DVD Talk: There also both parables. A lot of your films comment on classical storytelling in general, what's your interest in that?

del Toro: I certainly have that baggage, because I'm a big junkie type of fan. I'm very affected by the analysis of fairy tales. I'm very affected by the anthropology of storytelling. A lot of the writers and stories I'm a fan of circulate in my head while writing. I do try to make parables, because I think you can make a movie about something, while telling a story about something else. For me, Cronos is a vampire film, but it is really about the only internal force in the universe: love and how the only way to live forever is not caring about death.

DVD Talk: Cronos, like most of your work, follows underdogs.

del Toro: You know, I've never had a sympathy for heroes. Even when I was doing Blade II I told Wesley during the first interview that I don't understand Blade and I hope you take care of it, because Nomak was the hero for me.

DVD Talk: I heard you say years ago, in regards to Cronos, that you disagree with the choices that you as the 28-year-old filmmaker made. What would you have done differently now?

del Toro: Well, you know, with re-transferring the movie I should tell you I better shut up. I fell in love with it again. Seeing the Criterion transfer made me fall back in love with the film, again. I would say to the 46-year-old to shut the fuck up and let the kid do the movie. I think that seeing it in the past with different transfers I was obsessing about what I would have done differently or what I couldn't do it then.

DVD Talk: Would you change anything, though?

del Toro: I would love to go back and not screw-up with the actor that plays his wife. I didn't end up getting the performance I wanted, so I ended up cutting that whole backstory out of the movie. I wish and pray that I could go back and work with her in a better way to have that story in the film. The backstory of why the granddaughter was living with them and the love story between the old couple was really touching, and I feel it made me beyond unable to nail it.

DVD Talk: Now done with the Cronos release, when might we see the Director's Cut of Mimic?

del Toro: Well, it got sold along with Don't Be Afraid of the Dark and all the assets of Miramax. I did the Director's Cut and the Blu-ray transfer is done, and it's a much better movie. I love the new cut, but I have no control over it. I took out the jump scares.

DVD Talk: Is there anything else that is different?

del Toro: I added back a whole subplot with the Chinese migrant workers. I added some texture to the tunnels, and the old people that live in them. And I also took out all the cheap cares.

DVD Talk: Another theme that you explore in your work a lot is immortality, what's your interest in that theme?

del Toro: Both Pan's Labyrinth and Cronos say the same thing: the only way to reach immortality is ultimately not caring about dying.

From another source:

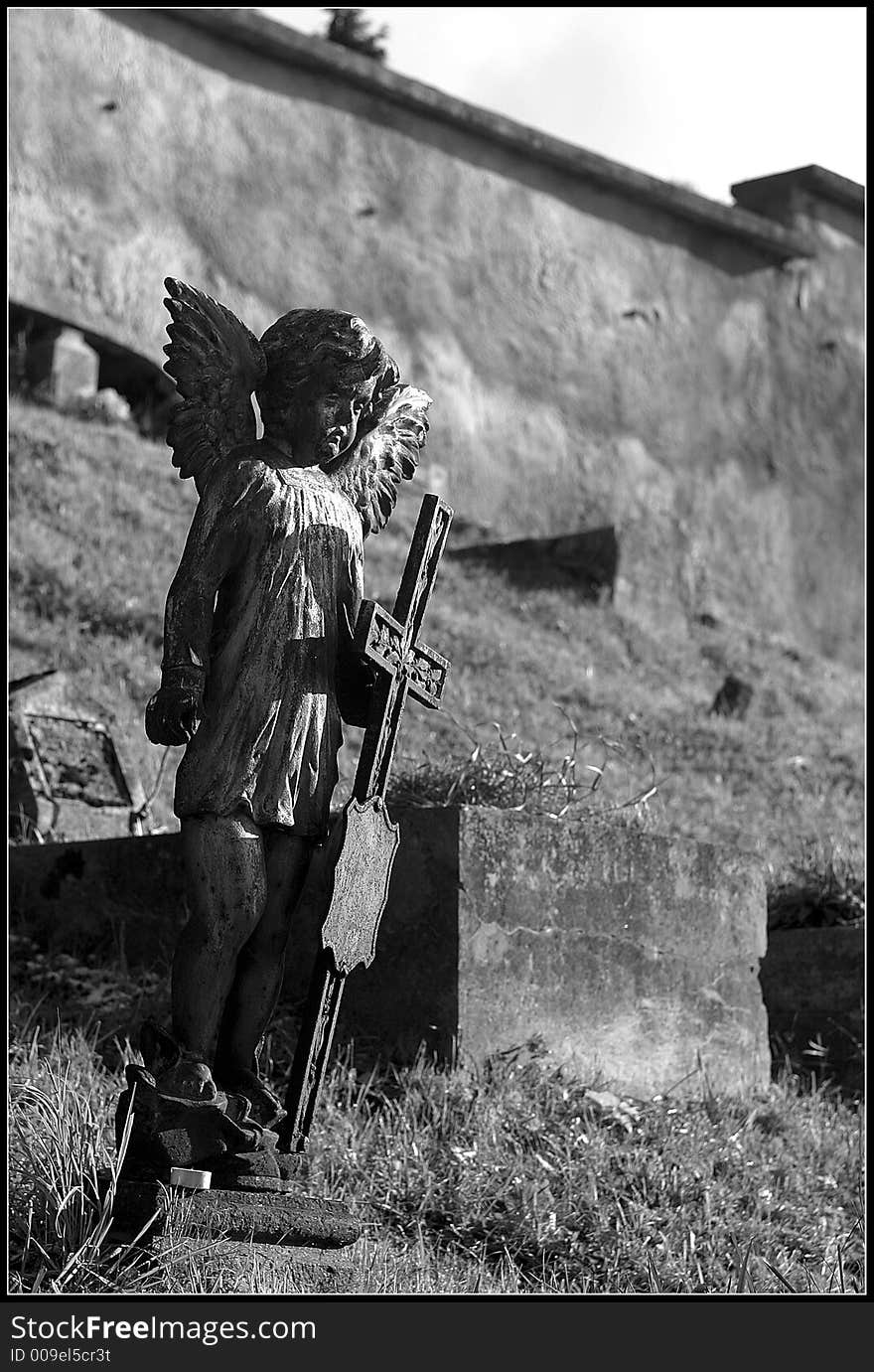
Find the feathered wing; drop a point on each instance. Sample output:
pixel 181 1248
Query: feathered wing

For me, the girl at the end of Pan's Labyrinth lives forever. The old man in Cronos dies the exact way he wants to die. He doesn't hold onto life greedily, like the old industrialist would have. It's a very beautiful fable about the only way to be immortal is to not care about death, that makes you literally immortal.

DVD Talk: My final question: Can you talk a bit about your early days as a film critic?

del Toro: Why yes, I was doing film criticism in radio, TV, and print. I wrote a book on Alfred Hitchcock that was over 500 pages long, which was published in Mexico and Spain. I was doing both filmmaking and criticism at the same time. I was doing short films and criticism. I always felt I was more of a filmmaker that did criticism than a critic that made films.